Expat voters make up a relatively large portion of the voter roll. In the general election of 2019, there were approximately 233K registered voters living abroad.
Before 1985, British expats were not able to vote in the general elections. This was changed to being able to vote for a limit of five years after moving overseas. In 1989, the period was extended to 20 years but in 2002, the period was reduced to 15 years.
A team of lawyers began to challenge the 15-year voting rule in 2006 before the High Court in London on the premise that it violated the human rights of the British expats. The European Commission also accepted the idea that the British law, with the 15-year time limit of the voting rights of Britons living overseas, was unlawful.
New measures announced in the Queen’s Speech last May will make it easier for British citizens who have moved abroad to participate to the UK democracy. The amendment to the voting law was made possible by many people like the tenacious Brit expat Harry Shindler who has been living in Italy for many years. A article published by The Guardian told us that he has been in a legal battle to make this amendment possible for a lengthy period spanning almost two decades.

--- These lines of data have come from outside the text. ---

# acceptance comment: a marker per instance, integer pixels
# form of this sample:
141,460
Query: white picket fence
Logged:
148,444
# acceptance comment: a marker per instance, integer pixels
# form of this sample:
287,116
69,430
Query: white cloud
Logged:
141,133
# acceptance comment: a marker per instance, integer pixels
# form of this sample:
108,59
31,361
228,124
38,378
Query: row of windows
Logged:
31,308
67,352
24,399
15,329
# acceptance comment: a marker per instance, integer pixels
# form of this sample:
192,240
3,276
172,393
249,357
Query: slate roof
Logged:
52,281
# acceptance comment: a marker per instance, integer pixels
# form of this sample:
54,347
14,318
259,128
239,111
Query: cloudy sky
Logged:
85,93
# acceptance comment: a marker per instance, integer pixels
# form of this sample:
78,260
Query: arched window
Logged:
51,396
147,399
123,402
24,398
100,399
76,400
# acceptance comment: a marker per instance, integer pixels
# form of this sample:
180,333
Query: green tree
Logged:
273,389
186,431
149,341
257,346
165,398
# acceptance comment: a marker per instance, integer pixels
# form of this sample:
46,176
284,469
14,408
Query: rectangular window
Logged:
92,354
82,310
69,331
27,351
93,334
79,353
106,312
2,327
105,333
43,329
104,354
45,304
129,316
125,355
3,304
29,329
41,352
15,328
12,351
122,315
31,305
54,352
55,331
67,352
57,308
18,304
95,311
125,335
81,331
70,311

Mr Schindler, a World War 2 veteran believed that the UK was not truly a democracy if some citizens could not participate in the democracy with their vote.
In an interview with the BBC in 2011, he said that the war was fought and won to give Europeans the right to vote and that some people who fought in that actual war, like himself, were not allowed to vote.
When he received the news of the proposed change, he posted on social media:
"We fought to defend our right to vote in WW2 and now we will get to use it. This is an important day for freedom."
The new law will give all British citizens the right to vote, even if they have been living abroad for longer than 15 years.
Minister for the Constitution, Chris Skidmore said:
“This statement shows how we will introduce ‘votes for life’, scrapping the 15-year rule. British citizens who move abroad remain a part of our democracy and it is important they have the ability to participate. Following the British people’s decision to leave the EU, we now need to strengthen ties with countries around the world and show the UK is an outward-facing nation. Our expat community has an important role to play in helping Britain expand international trade, especially given two-thirds of expats live outside the EU.”
The law has to still go back to the House of Commons before it can be promulgated but Mr Shindler and many others are elated that they can exercise their voting rights as British citizens.
The right to vote for British expats will only apply to the UK parliamentary elections (and not for local elections as those expatriates, by definition, are not living in the UK).
Once the law is officially in place, British citizens living overseas will be able to cast their ballot in the constituency where they registered last on the electoral roll. If they were not registered as a UK voter when they left the UK, they will be able to register in the area where they were previously resident.
There has been £2.5m budgeted by the government to make the change. This has already been detailed in the Treasury Red Book, which details government spending. It specifically mentions: "Overseas Electors - the government is providing an additional £2.5m to remove the limit preventing British citizens who live overseas from voting after 15 years."
Critics of this move believe this bill is more of a “mishmash of rights” and believe there will be further changes made down the line.
William Wallace, a Lib Dem peer, regards the amendment to be a “tangle of voting rights left by imperial history” since it gives foreign nationals from the Commonwealth voting rights as soon as they settle in the UK, but not to others, even if ig they have been residents for many years.
This is clearly illustrated by Meghnad Desai, a government official, who said that he qualified to vote in 1965 when he arrived from India because they are considered “subjects of the monarch” but that it is not clear what entitled you to be eligible as a voter. He questioned whether it was your status as a taxpayer or your residency rights.
Other critics conclude that it is unfair for expat UK citizens who have not been living in the country for decades to have voting rights whilst foreign nationals who live in the UK and pay taxes don't have a voice in the elections.
Some also believe that British people who have not lived in the country for many years should not have the right to influence policies that do not directly concern them.